I personally have been playing pen and paper role playing games for somewhere around 25 years now, in some form or fashion. I have played everything from low magic fantasy to gas-light vampire-centric mysteries all the way around to modern day magic games. While each game may have their own unique settings, game mechanics tend to cluster and trend. What one game system innovates, others will try to tweak and imitate.
Thinking back through the various gaming systems that I have played, my mind starts to swim in confusion with all of the different story lines or races or settings. Thinking about the game mechanics themselves, one can see specific trends in design. While I stayed in the domain of “player”, keeping track of all of these game mechanics from each of the different systems was easy and even fairly interesting… even if purely from a comparison perspective. But once I stepped into the domain of “game designer”, I found that myself having to purge all of these older systems from my conscious mind to prevent possible confusion. I would be typing out concepts and rough drafts for the Mana Punk combat rules, needing to design a set of rules for throwing a grenade type weapon. This should have been a fairly simple task, yes? But as I thought, the only thing my brain could conjure up was the same type of mechanics from other gaming systems. Before I can even stop myself, I’ve typed out a full set of combat rules that ends up choking on vestigial mechanics of other more complicated gaming systems.
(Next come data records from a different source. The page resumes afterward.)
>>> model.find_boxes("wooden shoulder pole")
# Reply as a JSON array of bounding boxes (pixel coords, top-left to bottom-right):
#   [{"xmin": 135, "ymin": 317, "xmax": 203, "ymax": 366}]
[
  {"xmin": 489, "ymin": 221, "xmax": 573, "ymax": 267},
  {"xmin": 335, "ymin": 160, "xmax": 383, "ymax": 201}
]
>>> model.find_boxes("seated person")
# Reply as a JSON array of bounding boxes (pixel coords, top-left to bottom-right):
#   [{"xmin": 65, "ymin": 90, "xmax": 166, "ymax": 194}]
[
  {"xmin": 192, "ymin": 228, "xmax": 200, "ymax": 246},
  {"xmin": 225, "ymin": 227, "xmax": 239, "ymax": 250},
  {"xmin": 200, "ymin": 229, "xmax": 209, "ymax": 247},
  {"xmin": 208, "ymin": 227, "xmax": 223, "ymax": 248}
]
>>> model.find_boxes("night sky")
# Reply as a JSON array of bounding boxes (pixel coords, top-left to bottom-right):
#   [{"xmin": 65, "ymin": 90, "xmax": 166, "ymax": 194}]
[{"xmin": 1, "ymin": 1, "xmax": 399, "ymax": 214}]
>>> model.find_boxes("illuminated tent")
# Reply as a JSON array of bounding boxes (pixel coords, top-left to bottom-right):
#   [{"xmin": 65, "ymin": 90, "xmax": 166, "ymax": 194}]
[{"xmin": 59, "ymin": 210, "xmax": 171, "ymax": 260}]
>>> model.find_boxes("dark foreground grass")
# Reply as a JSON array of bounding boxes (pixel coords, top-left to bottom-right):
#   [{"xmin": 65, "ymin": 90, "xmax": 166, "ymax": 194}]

So I erased it all… and started with a blank slate. Inspiration can be a good thing, but inspiration without imagination can be bad. I now try to write Mana Punk from a “blank slate” perspective. Yes, I use other systems for inspiration, to spark creative processes in design… but I always try to create from a “fresh starting point”. I want Mana Punk to be easy to pick up and play, but still retain depth in the variety of game play and mechanics, as well as the roleplaying opportunities. I do not want players to be required to wade through chapter after chapter of vestigial mechanics, rules held over from other systems that are really no longer needed.
Endeavor to create while striving to simplify.